The Italians were the first to codify and systematize ballet training. Enrique Cecchetti, born in the dressing room of a theater in 1850, is considered the father of this method, though Cecchetti built on the principles of Carlo Blasis, who codified his own teaching method in 1820.
Known for its brilliancy and virtuosity, this method includes many unique modifications of steps. For example, an Italian changement is a change of the feet done in the same way as a traditional changment except that both legs come to a retiré position mid-changée. Other evolutions include interesting “off-balance” poses – think a lá secónde with the body tilted away from the leg. Additionally, new labels and executions were created for port de bras, arabesques, attitudes, body positions and wall/corner numbering. Perhaps the most widely-seen modification is the flexed-foot, floor-striking battement frappé, which is seen in the classes of other techniques quite frequently.

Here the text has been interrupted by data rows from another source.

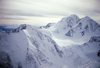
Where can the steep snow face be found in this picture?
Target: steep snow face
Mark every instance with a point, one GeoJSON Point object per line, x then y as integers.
{"type": "Point", "coordinates": [65, 24]}
{"type": "Point", "coordinates": [85, 27]}
{"type": "Point", "coordinates": [29, 48]}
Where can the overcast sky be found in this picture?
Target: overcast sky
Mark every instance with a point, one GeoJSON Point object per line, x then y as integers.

As a part of the systematization of this method, the Cecchetti technique is governed by a strict program of examinations, and classes for each level are actually pre-set for the particular day of the week, so that the teachers do not plan new barre exercises or centre enchainments each week. This helps the students to study and perfect examination exercises.

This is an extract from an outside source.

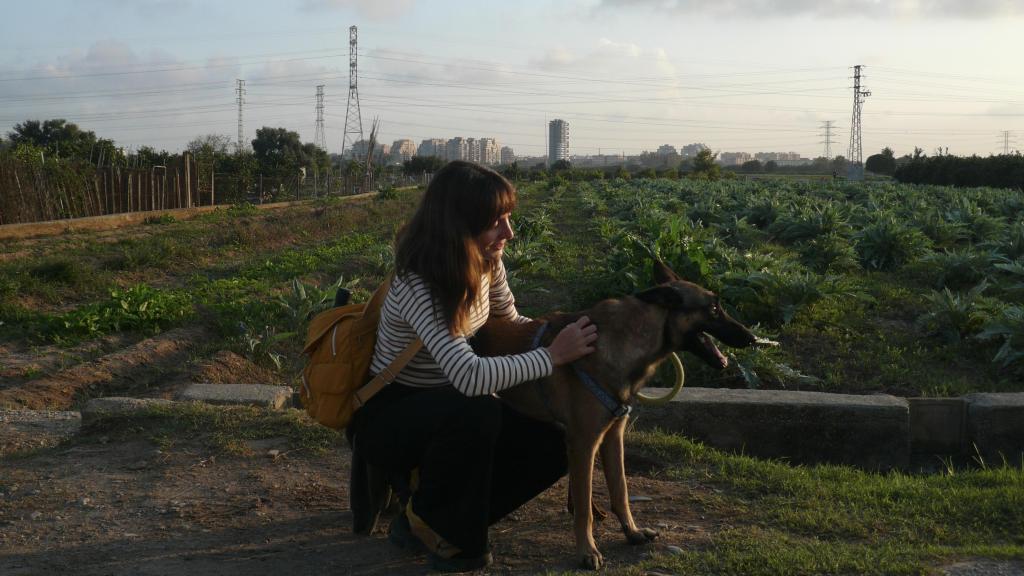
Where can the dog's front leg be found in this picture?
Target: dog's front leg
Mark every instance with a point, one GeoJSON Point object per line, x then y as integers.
{"type": "Point", "coordinates": [582, 453]}
{"type": "Point", "coordinates": [612, 455]}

The Cecchetti Counsel of America is the accrediting institution in the U.S., but the true home of this technique is the Accademia Teatro alla Scala in Italy. The Scala school is not just for dance but also includes music, stage, and performing arts management departments.
The ballet company of La Scala is one of the most revered in the world, and was and is home to many of the most famous dancers of today and yesterday including Maria Taglioni, Carlotta Grisi, Roberto Bolle and Alessandra Ferri. And although Svetlana Zakharova is a Vaganova ballerina, one of her current contracts is as a principal dancer étoile with La Scala.